Addio alla signora del clavicembalo

Disparition à 90 ans d’Emilia Fadini, une vie pour Scarlatti et pour ses élèves.

Traduction de l’article d’Angelo Foletto paru sur le site de la revue Classic Voice après le décès d’Emilia Fadini le 16 mars 2021.

Addio alla signora del clavicembalo

Adieu à la dame du clavecin

Disparition à 90 ans d’Emilia Fadini, une vie pour Scarlatti et pour ses élèves.

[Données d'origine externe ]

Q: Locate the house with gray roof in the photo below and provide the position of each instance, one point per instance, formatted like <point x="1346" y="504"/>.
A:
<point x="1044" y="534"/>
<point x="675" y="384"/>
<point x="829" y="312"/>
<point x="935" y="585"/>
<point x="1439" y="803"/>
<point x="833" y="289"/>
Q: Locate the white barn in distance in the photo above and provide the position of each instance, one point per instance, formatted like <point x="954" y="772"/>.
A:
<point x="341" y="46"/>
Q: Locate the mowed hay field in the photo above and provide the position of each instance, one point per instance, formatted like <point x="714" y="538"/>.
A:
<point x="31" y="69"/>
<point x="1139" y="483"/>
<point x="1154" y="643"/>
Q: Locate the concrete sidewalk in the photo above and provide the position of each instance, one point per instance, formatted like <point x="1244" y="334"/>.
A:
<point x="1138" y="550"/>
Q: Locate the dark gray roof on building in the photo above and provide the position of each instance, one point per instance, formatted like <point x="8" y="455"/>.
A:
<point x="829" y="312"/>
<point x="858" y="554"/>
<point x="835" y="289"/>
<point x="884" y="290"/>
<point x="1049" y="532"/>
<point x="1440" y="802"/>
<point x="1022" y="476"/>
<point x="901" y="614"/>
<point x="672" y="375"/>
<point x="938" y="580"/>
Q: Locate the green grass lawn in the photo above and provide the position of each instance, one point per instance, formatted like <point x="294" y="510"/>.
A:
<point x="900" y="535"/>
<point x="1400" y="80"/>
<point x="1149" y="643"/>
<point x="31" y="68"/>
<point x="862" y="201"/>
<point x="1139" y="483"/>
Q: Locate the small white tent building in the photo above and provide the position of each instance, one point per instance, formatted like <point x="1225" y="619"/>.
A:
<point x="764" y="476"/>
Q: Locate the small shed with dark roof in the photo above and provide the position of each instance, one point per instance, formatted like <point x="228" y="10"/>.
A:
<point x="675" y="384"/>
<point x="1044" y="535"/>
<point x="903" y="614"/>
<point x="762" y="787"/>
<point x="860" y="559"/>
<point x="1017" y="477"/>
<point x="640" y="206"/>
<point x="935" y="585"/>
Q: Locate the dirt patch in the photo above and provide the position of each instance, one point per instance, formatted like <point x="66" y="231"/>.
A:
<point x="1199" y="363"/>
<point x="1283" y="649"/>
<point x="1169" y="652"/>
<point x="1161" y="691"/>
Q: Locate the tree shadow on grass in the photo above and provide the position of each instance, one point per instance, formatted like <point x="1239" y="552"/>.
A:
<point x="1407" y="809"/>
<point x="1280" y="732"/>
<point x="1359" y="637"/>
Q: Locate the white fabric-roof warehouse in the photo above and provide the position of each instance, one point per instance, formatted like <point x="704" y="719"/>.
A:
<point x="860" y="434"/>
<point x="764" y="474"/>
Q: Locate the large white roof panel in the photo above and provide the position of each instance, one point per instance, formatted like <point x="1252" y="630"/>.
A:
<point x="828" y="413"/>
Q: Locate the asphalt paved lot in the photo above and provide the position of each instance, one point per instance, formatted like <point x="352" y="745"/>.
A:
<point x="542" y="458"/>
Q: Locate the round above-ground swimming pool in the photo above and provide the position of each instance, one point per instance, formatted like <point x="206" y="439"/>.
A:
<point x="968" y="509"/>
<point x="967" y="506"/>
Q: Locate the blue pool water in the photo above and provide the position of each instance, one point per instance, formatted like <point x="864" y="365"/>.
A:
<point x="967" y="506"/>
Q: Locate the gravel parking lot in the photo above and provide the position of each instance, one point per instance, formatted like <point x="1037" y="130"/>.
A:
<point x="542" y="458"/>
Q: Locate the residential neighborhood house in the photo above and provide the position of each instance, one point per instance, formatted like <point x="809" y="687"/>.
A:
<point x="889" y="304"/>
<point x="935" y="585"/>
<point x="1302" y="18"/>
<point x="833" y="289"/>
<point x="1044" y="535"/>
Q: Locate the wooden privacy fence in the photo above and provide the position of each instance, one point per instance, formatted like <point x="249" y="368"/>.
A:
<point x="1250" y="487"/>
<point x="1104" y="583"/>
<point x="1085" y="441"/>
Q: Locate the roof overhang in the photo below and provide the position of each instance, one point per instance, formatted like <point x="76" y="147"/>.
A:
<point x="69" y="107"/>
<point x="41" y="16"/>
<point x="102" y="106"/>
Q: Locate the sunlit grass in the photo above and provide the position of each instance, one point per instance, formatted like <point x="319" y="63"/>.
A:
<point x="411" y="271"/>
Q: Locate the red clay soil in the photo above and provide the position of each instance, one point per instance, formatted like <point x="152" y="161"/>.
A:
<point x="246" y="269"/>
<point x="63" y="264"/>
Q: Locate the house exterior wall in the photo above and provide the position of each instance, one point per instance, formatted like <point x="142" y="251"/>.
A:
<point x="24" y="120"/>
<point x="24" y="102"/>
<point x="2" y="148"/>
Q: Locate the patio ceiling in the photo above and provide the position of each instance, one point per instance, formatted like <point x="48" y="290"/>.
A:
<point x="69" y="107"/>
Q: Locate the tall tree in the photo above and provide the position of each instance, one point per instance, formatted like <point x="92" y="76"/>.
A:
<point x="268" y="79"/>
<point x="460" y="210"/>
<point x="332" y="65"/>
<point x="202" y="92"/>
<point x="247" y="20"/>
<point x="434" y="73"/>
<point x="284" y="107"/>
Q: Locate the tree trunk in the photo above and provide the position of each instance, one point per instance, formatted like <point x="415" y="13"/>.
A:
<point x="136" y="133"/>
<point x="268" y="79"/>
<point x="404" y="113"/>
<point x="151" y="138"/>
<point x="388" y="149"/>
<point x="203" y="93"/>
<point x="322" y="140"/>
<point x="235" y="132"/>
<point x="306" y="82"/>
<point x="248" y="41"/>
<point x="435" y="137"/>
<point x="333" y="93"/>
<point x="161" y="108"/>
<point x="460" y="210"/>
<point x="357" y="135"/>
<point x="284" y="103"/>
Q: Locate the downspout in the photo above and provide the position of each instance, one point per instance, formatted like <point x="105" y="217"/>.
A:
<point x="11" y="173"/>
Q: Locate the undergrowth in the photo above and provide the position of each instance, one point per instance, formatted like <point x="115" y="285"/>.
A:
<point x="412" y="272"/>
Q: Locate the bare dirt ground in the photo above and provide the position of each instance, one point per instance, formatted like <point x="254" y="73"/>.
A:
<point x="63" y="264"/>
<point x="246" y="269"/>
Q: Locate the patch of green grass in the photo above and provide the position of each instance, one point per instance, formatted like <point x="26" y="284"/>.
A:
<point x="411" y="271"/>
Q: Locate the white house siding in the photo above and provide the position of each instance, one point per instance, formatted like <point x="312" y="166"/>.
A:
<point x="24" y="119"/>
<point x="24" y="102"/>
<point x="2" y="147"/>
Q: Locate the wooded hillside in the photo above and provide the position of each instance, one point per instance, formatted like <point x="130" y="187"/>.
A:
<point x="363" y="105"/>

La musique est faite de signes sur le papier, mais aussi de pronunce, « d’articulations » impossibles à écrire. À tout juste quatre-vingt-dix ans, en octobre dernier, Emilia Fadini (claveciniste, professeure, l’une des plus grandes érudites concernant Domenico Scarlatti) poursuivait son idéal au clavier avec une infinité d’élèves, qui lui ont dédié un livre : « Cedere il passo al sogno » (Laisser place au rève), L’expérience musicale d’Emilia Fadini - LIM, et la pleurent aujourd’hui. Voici l’interview qu’elle a accordée à « Classic Voice », parue dans le numéro de décembre 2020. Son testament spirituel.
 
Pour comprendre, au moins en partie, (« Emilia » que ce soit en direct ou au téléphone, est un phénomène en soi) qui est, a été et restera Emilia Fadini pour le monde de la musique, et pas seulement italienne, il existe maintenant un livre collectif au titre léger et vif comme elle (“Cedere il passo al sogno”, L’esperienza musicale di Emilia Fadini , sous la direction de Marco Moiraghi, Libreria Musicale Italiana), dans lequel, à l’occasion de son 90e anniversaire, des étudiants d’hier et d’aujourd’hui, des amis et des chercheurs, des compagnons et des « camarades » de la période passionnante de la « découverte » de la musique historiquement informée, nous parlent d’elle. Le portrait est multiforme et vivant, à la fois intime et elfico comme il se doit. Il y a sa vie, les occasions où elle s’est engagée « politiquement » sur le terrain afin d’élargir les possibilités d’étudier la musique (même après les heures de travail : en 1976, elle s’est battue pour ouvrir les cours de musique populaire du soir au Conservatoire de Milan) et d’approfondir la connaissance de la littérature préclassique. Les intérêts musicaux sans préjugés d’Emilia Fadini ont influencé des générations de musiciens et à travers la mise en pratique active de sa recherche - condensée dans l’édition critique des Sonates pour clavecin de Domenico Scarlatti commencée en 1978 - elle a indiqué des parcours de conscience stylistique et de modernité d’exécution que ses étudiants continuent à diffuser et à éclairer encore aujourd’hui.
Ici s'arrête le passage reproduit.